I wouldn’t be going home at all.
This time that spirit inside me that shifters refer to as their “beast” had led me to the very thing she’d been searching for. A lover from a life long gone, a life that seemed too impossible to have ever been mine. But thanks to Lucifer’s tour through Hell, things were coming back to me.
Ancient memories were stirring. Feelings that had never really gone away were all rushing back to the surface.
Discovering you’ve lived an entire life eons ago as a demon shifter probably wouldn’t sit right with most humans. But even when I thought I was “normal,” I never really came close to the word. Heck, being the queen of the dead and the mate of Satan himself actually made a ton of sense. As bat shit insane as that may sound.
Turns out, he’d been looking for me too.
Thanks to the tour through the Hell we’d built together, I remembered exactly who I was.
I was still Jessica Sims. That wouldn’t change. I still loved booze and parties and ordering way more than I could eat at Taco Bell after a 3 a.m. club hop. My best friends were still Melanie and her guardian angel, Gabriel. I still loved watching baseball games with my dad over TV dinners on his set of recliners that were probably as old as the demon spirit inside me.
But now, there was more to me than that. I was Lilith, Queen of Hell. A demon shifter born of darkness, destined for the light. And that light came in the form of a forsaken celestial with a masculine beauty that made my beast whine and my body ache.
My Light Bringer. My Morningstar.
My devilish mate.
Most of my memories from my old life had come back to me, but there were still muddled bits and pieces that hadn’t yet surfaced. Like the moment I’d met Lucifer in the Ninth Circle. The details of that fateful day were hazy, but the way I’d felt when I’d first laid eyes on the celestial sat in my heart like a lover’s ache. As a demon shifter born of the Eighth Circle, the notion of love was a foreign one back then.
Maybe I didn’t know at the time that I already loved him. But I did know The Fates had sent him to me. The Fates had deemed him mine. The struggle was to get him to see it before he made his way out of the nine circles because his father had lied to him about his mate being some human.
Eve.
I didn’t even know her. But back then, his blind devotion to her had been like driving a dagger deep into my heart and giving it a good twist for extra measure.
After he’d beat the crap out of Abaddon and took his crown like a toddler getting his toys confiscated, I’d offered to guide Lucifer to the surface.

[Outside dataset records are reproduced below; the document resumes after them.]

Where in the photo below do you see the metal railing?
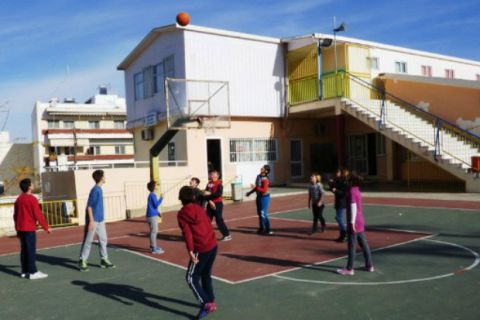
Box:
[342,72,480,169]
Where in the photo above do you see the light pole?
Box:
[333,16,347,96]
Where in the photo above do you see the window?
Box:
[445,69,455,79]
[395,61,407,73]
[230,139,277,162]
[88,121,100,129]
[113,120,125,129]
[115,146,126,154]
[133,72,145,100]
[48,120,60,129]
[370,57,378,70]
[87,146,100,156]
[422,66,432,77]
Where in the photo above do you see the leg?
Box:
[214,202,230,237]
[202,247,217,302]
[95,221,108,260]
[186,253,208,307]
[347,232,356,270]
[148,216,158,250]
[357,232,373,268]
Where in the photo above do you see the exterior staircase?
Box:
[340,75,480,192]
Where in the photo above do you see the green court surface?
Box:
[0,205,480,320]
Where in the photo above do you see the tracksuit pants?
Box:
[186,246,217,306]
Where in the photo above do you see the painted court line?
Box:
[274,235,480,286]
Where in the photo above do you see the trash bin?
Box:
[232,181,243,201]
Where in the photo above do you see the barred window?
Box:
[230,139,277,162]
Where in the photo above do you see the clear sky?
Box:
[0,0,480,142]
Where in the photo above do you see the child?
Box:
[203,170,232,241]
[177,186,217,319]
[308,173,325,235]
[13,179,51,280]
[190,177,205,207]
[330,168,348,242]
[337,174,374,276]
[247,164,273,235]
[147,181,165,254]
[78,170,115,271]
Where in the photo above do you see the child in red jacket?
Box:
[177,186,217,319]
[13,179,50,280]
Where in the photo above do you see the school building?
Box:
[118,25,480,191]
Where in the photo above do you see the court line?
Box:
[273,238,480,286]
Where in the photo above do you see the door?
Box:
[206,139,222,177]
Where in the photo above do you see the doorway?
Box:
[207,139,222,177]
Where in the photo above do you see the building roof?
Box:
[378,73,480,89]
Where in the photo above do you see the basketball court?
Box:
[0,196,480,319]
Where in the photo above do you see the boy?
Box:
[13,179,51,280]
[177,186,217,319]
[203,170,232,241]
[247,164,273,235]
[78,170,115,271]
[147,181,165,254]
[190,177,204,207]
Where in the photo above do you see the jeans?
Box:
[207,202,230,237]
[335,208,347,233]
[18,231,37,274]
[347,231,373,270]
[256,195,270,231]
[186,247,217,306]
[80,221,108,260]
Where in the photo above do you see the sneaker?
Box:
[29,271,48,280]
[152,247,165,254]
[220,235,232,241]
[100,258,115,269]
[195,306,209,319]
[78,259,88,271]
[337,269,355,276]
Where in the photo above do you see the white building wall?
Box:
[185,30,285,117]
[125,30,185,128]
[370,47,480,80]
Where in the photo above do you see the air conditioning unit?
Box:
[142,128,153,141]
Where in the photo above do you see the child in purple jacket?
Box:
[337,173,374,276]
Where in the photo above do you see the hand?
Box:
[188,251,198,264]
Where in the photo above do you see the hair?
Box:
[263,164,272,174]
[310,172,322,182]
[178,186,195,205]
[92,170,105,183]
[20,178,32,192]
[349,171,363,187]
[147,180,157,192]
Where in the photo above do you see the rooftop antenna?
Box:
[0,100,10,131]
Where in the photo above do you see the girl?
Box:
[308,173,325,235]
[337,173,374,276]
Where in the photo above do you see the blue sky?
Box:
[0,0,480,142]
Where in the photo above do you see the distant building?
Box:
[32,86,134,177]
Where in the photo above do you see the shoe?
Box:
[220,235,232,241]
[337,269,355,276]
[78,259,88,271]
[152,247,165,254]
[195,305,209,319]
[100,258,115,269]
[29,271,48,280]
[205,301,217,313]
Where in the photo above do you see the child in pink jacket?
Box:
[337,173,374,276]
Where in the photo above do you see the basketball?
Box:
[177,12,190,27]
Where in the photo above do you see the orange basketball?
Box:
[177,12,190,27]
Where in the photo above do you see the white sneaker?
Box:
[29,271,48,280]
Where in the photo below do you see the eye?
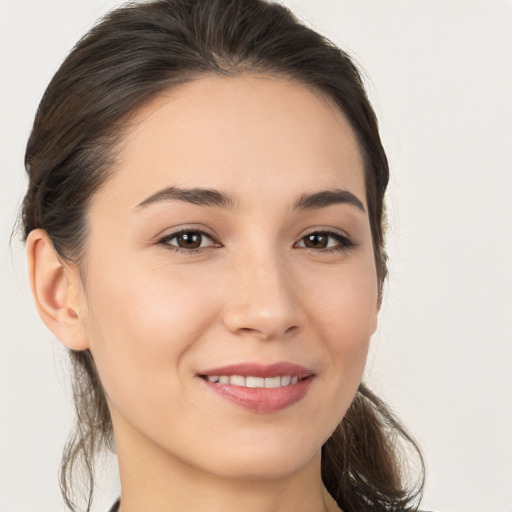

I never actually wanted him to leave. After all, why should he go crawling back to a human that wasn’t his fated one and a father who cast him out for denying the natural nature of shifters?
My purpose was to convince him to stay in Hell, become its permanent king, and take me as his mate.
The journey through Hell with the sullied Son of God had been nightmare-fueled. We had starved together. We had walked until our legs were nothing more than ragged muscles and brittle bone. We witnessed the true horror of eternal suffering Abaddon had forced the human souls to endure in his hellish kingdom. From the ashes of the old king’s destruction, we built something better, worthy of the new king who built it with his own sweat and blood rather than the pain and suffering of his subjects.
To say our journey was taxing would be the biggest damn understatement in all of time. The trials we’d encountered completely shattered us, again and again. Every time we thought we were broken beyond repair, we’d been there to put the other back together. Even when every fiber of our beings was begging, screaming at us to stop.
We never gave up.
We kept going.
We had pushed each other to limits we never knew we had.